Die Revolution im Cockpit hat begonnen. Wer künftig in den aktualisierten Mercedes-Benz EQS steigt, wird vergeblich nach einer klassischen mechanischen Verbindung zu den Vorderrädern suchen. Die Stuttgarter machen ernst und führen die sogenannte Steer-by-Wire-Technologie als Option in die Serienproduktion ein.

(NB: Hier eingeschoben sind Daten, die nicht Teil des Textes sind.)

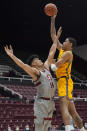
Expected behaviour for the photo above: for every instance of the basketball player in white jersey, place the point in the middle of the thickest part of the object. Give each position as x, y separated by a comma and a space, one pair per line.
40, 73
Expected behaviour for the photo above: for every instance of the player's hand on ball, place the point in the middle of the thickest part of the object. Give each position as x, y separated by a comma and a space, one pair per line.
9, 50
59, 32
53, 17
53, 67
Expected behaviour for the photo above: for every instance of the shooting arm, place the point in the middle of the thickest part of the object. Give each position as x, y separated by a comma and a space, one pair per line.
51, 53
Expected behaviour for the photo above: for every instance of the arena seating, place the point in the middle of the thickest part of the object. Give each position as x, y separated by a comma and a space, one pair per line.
14, 112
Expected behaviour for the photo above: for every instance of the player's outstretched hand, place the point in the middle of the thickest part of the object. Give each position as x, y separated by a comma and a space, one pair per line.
59, 32
9, 50
53, 17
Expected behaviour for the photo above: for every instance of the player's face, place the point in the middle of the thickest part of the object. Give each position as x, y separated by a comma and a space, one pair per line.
67, 44
37, 62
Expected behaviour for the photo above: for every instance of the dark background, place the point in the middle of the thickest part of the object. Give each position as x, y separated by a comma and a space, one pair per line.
24, 24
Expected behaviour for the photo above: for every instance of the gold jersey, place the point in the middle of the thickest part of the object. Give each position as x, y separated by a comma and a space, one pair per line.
64, 69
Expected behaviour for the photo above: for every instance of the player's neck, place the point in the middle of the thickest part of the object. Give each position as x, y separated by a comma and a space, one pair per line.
67, 49
41, 68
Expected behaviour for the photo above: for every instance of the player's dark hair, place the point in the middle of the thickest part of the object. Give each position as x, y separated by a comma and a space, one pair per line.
73, 41
31, 58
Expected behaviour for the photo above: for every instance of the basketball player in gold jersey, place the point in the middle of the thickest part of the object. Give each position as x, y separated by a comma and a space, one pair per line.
63, 74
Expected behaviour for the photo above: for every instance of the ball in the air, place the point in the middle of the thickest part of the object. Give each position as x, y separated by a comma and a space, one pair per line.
50, 9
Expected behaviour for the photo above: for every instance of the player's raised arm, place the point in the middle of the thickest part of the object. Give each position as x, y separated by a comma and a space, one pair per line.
28, 69
66, 57
52, 51
53, 32
59, 45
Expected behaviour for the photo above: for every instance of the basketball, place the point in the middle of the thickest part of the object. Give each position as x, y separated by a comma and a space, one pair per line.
50, 9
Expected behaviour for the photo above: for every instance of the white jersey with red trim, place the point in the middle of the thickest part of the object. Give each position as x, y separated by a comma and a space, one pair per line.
45, 85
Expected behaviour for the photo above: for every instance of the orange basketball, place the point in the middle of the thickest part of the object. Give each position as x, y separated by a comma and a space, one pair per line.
50, 9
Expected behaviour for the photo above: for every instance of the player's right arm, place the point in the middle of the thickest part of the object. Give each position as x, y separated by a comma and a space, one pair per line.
53, 32
28, 69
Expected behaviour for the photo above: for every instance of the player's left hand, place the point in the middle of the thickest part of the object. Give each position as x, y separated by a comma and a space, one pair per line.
9, 50
59, 32
53, 17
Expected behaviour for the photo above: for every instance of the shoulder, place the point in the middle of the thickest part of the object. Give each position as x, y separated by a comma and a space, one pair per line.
68, 53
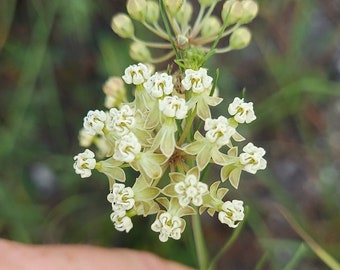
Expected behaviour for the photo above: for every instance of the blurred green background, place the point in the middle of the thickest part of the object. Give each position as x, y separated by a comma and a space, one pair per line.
55, 57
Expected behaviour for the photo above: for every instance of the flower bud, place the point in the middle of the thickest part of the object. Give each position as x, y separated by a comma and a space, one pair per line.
207, 3
250, 9
183, 16
211, 27
173, 6
240, 38
139, 52
136, 9
152, 12
122, 25
232, 11
114, 87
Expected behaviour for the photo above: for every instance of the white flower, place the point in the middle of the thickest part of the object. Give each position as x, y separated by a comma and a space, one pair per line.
85, 139
84, 163
168, 226
121, 197
173, 106
191, 190
159, 84
219, 130
231, 213
121, 221
197, 80
126, 148
242, 111
94, 122
121, 121
136, 74
252, 158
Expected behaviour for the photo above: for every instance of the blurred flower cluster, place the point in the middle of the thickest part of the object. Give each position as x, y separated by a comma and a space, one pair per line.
167, 133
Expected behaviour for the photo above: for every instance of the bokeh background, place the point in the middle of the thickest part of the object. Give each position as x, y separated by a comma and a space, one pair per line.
55, 57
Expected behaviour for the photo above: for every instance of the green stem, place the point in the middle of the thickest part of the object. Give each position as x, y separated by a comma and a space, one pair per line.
201, 251
167, 28
231, 240
188, 127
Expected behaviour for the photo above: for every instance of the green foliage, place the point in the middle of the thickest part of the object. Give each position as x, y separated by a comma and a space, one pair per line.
55, 57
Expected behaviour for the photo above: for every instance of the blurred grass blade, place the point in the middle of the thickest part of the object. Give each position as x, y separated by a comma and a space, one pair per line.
318, 250
291, 265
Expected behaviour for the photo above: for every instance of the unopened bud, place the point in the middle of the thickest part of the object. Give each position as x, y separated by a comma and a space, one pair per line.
250, 9
152, 12
136, 9
211, 27
183, 16
139, 52
122, 25
240, 38
232, 11
207, 3
173, 6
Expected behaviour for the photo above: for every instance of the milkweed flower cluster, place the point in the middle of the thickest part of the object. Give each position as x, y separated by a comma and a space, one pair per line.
167, 133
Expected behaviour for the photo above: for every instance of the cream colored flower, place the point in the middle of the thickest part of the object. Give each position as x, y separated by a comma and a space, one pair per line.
121, 121
121, 197
174, 107
197, 80
84, 163
232, 212
219, 130
252, 158
243, 112
121, 221
191, 190
126, 148
94, 122
159, 85
136, 74
168, 226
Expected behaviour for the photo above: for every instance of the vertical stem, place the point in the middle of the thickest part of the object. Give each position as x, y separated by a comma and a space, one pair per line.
201, 251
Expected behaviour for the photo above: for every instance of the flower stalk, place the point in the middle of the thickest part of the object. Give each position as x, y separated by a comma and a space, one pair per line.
167, 133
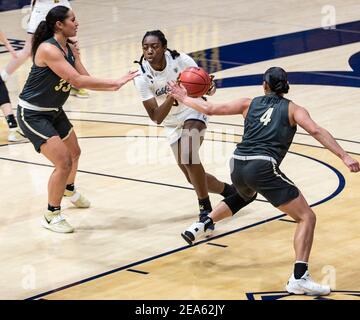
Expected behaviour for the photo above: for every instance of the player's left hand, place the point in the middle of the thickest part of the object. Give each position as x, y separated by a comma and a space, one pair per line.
212, 89
351, 163
177, 91
74, 45
13, 53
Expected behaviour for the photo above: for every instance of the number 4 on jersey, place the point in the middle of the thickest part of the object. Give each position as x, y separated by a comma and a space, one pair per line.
266, 117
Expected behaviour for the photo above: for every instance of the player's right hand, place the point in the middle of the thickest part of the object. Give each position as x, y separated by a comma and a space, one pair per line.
351, 163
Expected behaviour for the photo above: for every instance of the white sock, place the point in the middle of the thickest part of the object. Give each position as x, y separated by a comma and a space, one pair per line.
75, 197
4, 75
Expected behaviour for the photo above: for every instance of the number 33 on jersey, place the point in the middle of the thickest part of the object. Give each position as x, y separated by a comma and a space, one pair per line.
266, 117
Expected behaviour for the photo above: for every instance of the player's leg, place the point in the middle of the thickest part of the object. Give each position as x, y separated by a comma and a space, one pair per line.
190, 143
68, 136
226, 208
58, 154
300, 281
281, 192
74, 195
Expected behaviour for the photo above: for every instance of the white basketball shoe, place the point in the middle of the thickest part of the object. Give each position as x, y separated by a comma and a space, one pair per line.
307, 286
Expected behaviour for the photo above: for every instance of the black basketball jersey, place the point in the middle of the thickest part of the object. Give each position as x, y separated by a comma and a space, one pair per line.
43, 87
267, 129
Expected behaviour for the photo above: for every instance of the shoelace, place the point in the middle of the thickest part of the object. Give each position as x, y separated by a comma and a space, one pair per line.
58, 218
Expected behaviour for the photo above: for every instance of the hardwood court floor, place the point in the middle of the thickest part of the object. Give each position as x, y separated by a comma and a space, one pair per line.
140, 200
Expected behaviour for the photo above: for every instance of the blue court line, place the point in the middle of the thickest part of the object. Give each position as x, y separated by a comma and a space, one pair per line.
334, 194
211, 122
251, 295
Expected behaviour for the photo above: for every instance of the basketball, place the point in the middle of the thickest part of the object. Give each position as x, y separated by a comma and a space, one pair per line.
196, 81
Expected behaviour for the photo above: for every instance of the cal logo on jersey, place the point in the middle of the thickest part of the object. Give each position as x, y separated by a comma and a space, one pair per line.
160, 92
282, 295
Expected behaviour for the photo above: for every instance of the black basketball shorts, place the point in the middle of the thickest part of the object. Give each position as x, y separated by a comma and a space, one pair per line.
39, 126
264, 177
4, 93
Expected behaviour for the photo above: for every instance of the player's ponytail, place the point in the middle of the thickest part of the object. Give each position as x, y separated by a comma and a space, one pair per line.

Weg mit der Mechanik, her mit dem Datenkabel

Bei diesem System gibt es keine physische Lenksäule mehr. Stattdessen werden die Lenkbefehle des Fahrers rein elektronisch über Sensoren an Elektromotoren übertragen, welche die Räder in den gewünschten Winkel drehen. Was zunächst nach Videospiel klingt, bringt im Alltag enorme Vorteile:

  • Kein Übergreifen mehr: Die Lenkübersetzung passt sich der Geschwindigkeit und Fahrsituation dynamisch an. Beim Einparken oder in engen Gassen genügen minimale Lenkbewegungen (nur rund 170 Grad), um voll einzuschlagen.
  • Ruhe im Cockpit: Lästige Vibrationen durch Schlaglöcher oder rauen Asphalt werden elektronisch herausgefiltert und erreichen die Hände des Fahrers gar nicht erst.
  • Maximale Wendigkeit: In perfektem Zusammenspiel mit der serienmäßigen Hinterachslenkung, die bis zu 10 Grad mitlenkt, wird die gut fünf Meter lange Limousine überraschend agil.

Das Lenkrad der Zukunft ist nicht mehr rund

Da das klassische Kurbeln beim Wenden entfällt, wurde das Lenkrad gleich mit neu erfunden. Mercedes setzt auf ein radikal abgeflachtes Design, das an ein Yoke aus der Luftfahrt erinnert. Die Vorteile liegen auf der Hand: Man genießt eine völlig freie Sicht auf das große Instrumenten-Display und profitiert von deutlich mehr Beinfreiheit beim Ein- und Aussteigen.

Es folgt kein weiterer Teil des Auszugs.